Wuya College of Innovation, Shenyang Pharmaceutical University, Wenhua Road No. 103, 110016 Shenyang, China; School of Pharmacy, Henan University, Kaifeng 475004, China.
Wuya College of Innovation, Shenyang Pharmaceutical University, Wenhua Road No. 103, 110016 Shenyang, China.
Adv Drug Deliv Rev. 2023 Dec;203:115144. doi: 10.1016/j.addr.2023.115144. Epub 2023 Nov 22.
In recent years, RNA-based therapies have gained much attention as biomedicines due to their remarkable therapeutic effects with high specificity and potency. Lung diseases offer a variety of currently undruggable but attractive targets that could potentially be treated with RNA drugs. Inhaled RNA drugs for the treatment of lung diseases, including asthma, chronic obstructive pulmonary disease, cystic fibrosis, and acute respiratory distress syndrome, have attracted more and more attention. A variety of novel nanoformulations have been designed and attempted for the delivery of RNA drugs to the lung via inhalation. However, the delivery of RNA drugs via inhalation poses several challenges. It includes protection of the stability of RNA molecules, overcoming biological barriers such as mucus and cell membrane to the delivery of RNA molecules to the targeted cytoplasm, escaping endosomal entrapment, and circumventing unwanted immune response etc. To address these challenges, ongoing researches focus on developing innovative nanoparticles to enhance the stability of RNA molecules, improve cellular targeting, enhance cellular uptake and endosomal escape to achieve precise delivery of RNA drugs to the intended lung cells while avoiding unwanted nano-bio interactions and off-target effects. The present review first addresses the pathologic hallmarks of different lung diseases, disease-related cell types in the lung, and promising therapeutic targets in these lung cells. Subsequently we highlight the importance of the nano-bio interactions in the lung that need to be addressed to realize disease-related cell-specific delivery of inhaled RNA drugs. This is followed by a review on the physical and chemical characteristics of inhaled nanoformulations that influence the nano-bio interactions with a focus on surface functionalization. Finally, the challenges in the development of inhaled nanomedicines and some key aspects that need to be considered in the development of future inhaled RNA drugs are discussed.

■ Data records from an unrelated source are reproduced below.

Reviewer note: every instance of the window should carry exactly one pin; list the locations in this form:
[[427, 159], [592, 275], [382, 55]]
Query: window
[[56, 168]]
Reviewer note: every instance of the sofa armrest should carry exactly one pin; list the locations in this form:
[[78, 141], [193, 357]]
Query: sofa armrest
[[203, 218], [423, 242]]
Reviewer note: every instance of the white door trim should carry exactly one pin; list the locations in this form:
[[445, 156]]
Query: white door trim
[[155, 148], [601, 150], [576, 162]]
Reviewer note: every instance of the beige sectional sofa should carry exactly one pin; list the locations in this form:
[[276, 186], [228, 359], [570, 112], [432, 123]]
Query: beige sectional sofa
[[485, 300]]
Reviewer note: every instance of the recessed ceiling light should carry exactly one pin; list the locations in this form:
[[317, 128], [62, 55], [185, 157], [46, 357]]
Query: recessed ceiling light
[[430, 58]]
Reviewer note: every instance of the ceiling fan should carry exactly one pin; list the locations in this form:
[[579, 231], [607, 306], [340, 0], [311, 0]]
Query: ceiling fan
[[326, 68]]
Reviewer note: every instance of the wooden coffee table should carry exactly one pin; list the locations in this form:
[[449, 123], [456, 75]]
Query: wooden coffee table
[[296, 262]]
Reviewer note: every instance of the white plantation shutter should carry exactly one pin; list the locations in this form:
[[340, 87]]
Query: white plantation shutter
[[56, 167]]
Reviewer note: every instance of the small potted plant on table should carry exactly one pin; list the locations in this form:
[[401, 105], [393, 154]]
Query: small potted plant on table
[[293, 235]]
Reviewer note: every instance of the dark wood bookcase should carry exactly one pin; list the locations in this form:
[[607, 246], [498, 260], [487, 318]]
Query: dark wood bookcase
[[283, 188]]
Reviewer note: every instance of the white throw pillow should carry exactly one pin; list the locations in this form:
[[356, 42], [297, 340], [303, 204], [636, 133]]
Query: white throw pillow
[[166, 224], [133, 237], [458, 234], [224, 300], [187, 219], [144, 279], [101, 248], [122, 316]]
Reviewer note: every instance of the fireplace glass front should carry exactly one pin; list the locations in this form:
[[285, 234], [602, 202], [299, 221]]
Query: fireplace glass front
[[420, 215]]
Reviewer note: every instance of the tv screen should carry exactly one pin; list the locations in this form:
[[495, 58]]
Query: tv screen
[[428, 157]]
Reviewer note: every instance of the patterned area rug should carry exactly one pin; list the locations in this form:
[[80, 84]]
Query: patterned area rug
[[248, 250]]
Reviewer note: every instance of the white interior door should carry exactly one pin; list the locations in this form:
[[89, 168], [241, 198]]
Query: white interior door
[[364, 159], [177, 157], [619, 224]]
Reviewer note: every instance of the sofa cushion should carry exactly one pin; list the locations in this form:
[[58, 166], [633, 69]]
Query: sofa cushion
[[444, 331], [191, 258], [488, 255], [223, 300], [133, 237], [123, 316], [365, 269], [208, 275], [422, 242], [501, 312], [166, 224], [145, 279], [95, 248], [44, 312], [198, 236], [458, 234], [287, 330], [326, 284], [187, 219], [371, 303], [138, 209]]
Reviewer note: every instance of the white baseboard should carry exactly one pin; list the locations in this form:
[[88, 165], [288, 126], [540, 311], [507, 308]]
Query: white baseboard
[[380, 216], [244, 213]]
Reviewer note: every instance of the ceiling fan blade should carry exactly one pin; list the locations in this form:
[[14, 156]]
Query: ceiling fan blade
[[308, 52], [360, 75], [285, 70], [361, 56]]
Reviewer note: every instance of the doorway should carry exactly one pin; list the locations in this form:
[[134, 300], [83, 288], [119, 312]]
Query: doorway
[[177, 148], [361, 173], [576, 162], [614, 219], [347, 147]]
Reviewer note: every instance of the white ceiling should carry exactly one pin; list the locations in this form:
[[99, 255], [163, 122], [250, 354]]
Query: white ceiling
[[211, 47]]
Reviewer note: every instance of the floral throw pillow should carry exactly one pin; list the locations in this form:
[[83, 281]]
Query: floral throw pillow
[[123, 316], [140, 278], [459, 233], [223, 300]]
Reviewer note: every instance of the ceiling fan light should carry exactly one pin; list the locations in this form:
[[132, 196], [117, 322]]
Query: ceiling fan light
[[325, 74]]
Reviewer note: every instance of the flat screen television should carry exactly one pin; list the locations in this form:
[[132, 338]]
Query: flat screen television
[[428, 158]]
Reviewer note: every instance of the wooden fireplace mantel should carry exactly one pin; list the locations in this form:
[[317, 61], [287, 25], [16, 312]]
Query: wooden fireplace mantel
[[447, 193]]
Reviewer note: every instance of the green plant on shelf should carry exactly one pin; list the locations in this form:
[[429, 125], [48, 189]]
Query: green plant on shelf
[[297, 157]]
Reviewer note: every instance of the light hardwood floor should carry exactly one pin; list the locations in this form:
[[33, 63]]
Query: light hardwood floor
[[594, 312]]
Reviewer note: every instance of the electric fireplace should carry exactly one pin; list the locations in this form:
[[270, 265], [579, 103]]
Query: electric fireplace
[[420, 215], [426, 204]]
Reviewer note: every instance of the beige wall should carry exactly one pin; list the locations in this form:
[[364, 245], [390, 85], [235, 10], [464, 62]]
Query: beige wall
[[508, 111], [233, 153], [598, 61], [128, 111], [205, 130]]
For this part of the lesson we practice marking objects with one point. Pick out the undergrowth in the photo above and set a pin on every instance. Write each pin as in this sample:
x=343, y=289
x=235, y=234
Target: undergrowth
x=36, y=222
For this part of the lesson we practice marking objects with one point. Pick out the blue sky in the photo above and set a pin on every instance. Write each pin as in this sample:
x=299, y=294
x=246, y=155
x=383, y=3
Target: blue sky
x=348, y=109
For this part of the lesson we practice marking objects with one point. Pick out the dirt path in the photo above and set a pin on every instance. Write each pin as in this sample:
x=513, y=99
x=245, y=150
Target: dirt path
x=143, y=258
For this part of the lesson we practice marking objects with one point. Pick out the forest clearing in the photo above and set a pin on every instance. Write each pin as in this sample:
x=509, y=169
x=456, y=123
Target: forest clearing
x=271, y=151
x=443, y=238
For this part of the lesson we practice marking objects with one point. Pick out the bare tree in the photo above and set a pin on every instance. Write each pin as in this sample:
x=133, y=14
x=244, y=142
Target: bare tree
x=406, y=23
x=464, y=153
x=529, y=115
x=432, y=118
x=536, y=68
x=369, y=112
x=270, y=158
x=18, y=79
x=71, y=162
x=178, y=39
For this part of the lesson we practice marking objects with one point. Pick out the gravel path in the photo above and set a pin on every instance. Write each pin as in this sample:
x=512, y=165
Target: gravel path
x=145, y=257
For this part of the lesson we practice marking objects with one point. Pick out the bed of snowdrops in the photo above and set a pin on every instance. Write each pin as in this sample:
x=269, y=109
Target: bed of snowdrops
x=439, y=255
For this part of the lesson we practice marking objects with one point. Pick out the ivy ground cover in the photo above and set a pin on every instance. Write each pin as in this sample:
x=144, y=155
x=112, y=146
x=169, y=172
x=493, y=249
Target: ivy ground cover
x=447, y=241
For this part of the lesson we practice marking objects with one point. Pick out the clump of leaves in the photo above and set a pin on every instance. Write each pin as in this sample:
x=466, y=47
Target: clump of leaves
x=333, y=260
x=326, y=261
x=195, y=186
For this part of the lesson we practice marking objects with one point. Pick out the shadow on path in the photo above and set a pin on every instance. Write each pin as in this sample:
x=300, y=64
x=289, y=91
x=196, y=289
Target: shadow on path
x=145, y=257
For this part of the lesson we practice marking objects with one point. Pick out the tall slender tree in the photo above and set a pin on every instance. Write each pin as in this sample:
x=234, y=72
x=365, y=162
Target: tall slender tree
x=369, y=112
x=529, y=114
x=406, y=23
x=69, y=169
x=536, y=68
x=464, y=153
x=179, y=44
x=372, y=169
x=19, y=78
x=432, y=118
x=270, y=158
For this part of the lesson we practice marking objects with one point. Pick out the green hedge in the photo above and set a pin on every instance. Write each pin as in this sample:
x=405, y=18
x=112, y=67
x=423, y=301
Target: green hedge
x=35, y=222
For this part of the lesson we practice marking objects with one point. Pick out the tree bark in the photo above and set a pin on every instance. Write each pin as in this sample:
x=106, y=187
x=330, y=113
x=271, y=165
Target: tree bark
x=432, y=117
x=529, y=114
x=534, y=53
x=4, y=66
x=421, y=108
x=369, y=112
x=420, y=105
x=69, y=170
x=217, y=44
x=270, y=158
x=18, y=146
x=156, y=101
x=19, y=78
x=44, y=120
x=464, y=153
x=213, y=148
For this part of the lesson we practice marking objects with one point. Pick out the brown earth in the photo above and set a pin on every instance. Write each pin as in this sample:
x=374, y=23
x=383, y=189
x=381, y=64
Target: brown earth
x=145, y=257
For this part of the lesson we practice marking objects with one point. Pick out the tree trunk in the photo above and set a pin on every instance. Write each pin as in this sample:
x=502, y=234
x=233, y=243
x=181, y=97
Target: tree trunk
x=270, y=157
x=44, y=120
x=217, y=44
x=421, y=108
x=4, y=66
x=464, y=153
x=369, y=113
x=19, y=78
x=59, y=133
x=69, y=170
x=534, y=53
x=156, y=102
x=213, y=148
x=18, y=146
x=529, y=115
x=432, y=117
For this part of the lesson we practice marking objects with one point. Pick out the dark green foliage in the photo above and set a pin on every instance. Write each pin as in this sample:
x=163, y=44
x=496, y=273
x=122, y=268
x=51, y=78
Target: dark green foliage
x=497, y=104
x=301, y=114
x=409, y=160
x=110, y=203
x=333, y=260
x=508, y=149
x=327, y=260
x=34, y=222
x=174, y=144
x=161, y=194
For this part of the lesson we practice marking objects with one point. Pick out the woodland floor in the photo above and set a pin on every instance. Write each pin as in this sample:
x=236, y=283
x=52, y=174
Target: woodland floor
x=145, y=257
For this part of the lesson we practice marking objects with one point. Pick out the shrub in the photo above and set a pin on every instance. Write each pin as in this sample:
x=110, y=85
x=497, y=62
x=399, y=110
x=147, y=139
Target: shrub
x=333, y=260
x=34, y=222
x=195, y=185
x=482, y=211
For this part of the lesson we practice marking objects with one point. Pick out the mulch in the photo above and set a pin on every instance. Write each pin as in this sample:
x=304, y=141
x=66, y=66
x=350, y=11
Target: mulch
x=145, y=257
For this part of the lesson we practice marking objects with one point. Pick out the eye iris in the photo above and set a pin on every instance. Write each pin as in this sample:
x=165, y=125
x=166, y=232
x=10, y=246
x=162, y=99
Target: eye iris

近年来,基于 RNA 的疗法作为生物药物引起了广泛关注,因为它们具有高度特异性和效力的显著治疗效果。肺部疾病提供了多种目前无法治疗但具有吸引力的靶点,这些靶点可能可以用 RNA 药物治疗。用于治疗肺部疾病(包括哮喘、慢性阻塞性肺疾病、囊性纤维化和急性呼吸窘迫综合征)的吸入式 RNA 药物越来越受到关注。已经设计并尝试了多种新型纳米制剂,通过吸入将 RNA 药物递送至肺部。然而,通过吸入递送至肺部的 RNA 药物存在一些挑战。它包括保护 RNA 分子的稳定性、克服生物屏障(如黏液和细胞膜)以将 RNA 分子递送至靶细胞质、逃避内体捕获以及避免不必要的免疫反应等。为了解决这些挑战,正在进行的研究集中于开发创新的纳米粒子,以增强 RNA 分子的稳定性、改善细胞靶向、增强细胞摄取和内体逃逸,从而实现 RNA 药物精确递送至预期的肺部细胞,同时避免不必要的纳米-生物相互作用和脱靶效应。本综述首先介绍了不同肺部疾病的病理特征、肺部中的疾病相关细胞类型以及这些肺部细胞中的有前途的治疗靶点。随后,我们强调了在肺部中纳米-生物相互作用的重要性,需要解决这些相互作用,以实现吸入式 RNA 药物对疾病相关细胞的特异性递送。接着,我们回顾了影响纳米-生物相互作用的吸入式纳米制剂的物理和化学特性,重点关注表面功能化。最后,讨论了吸入型纳米药物开发中的挑战以及开发未来吸入型 RNA 药物需要考虑的一些关键方面。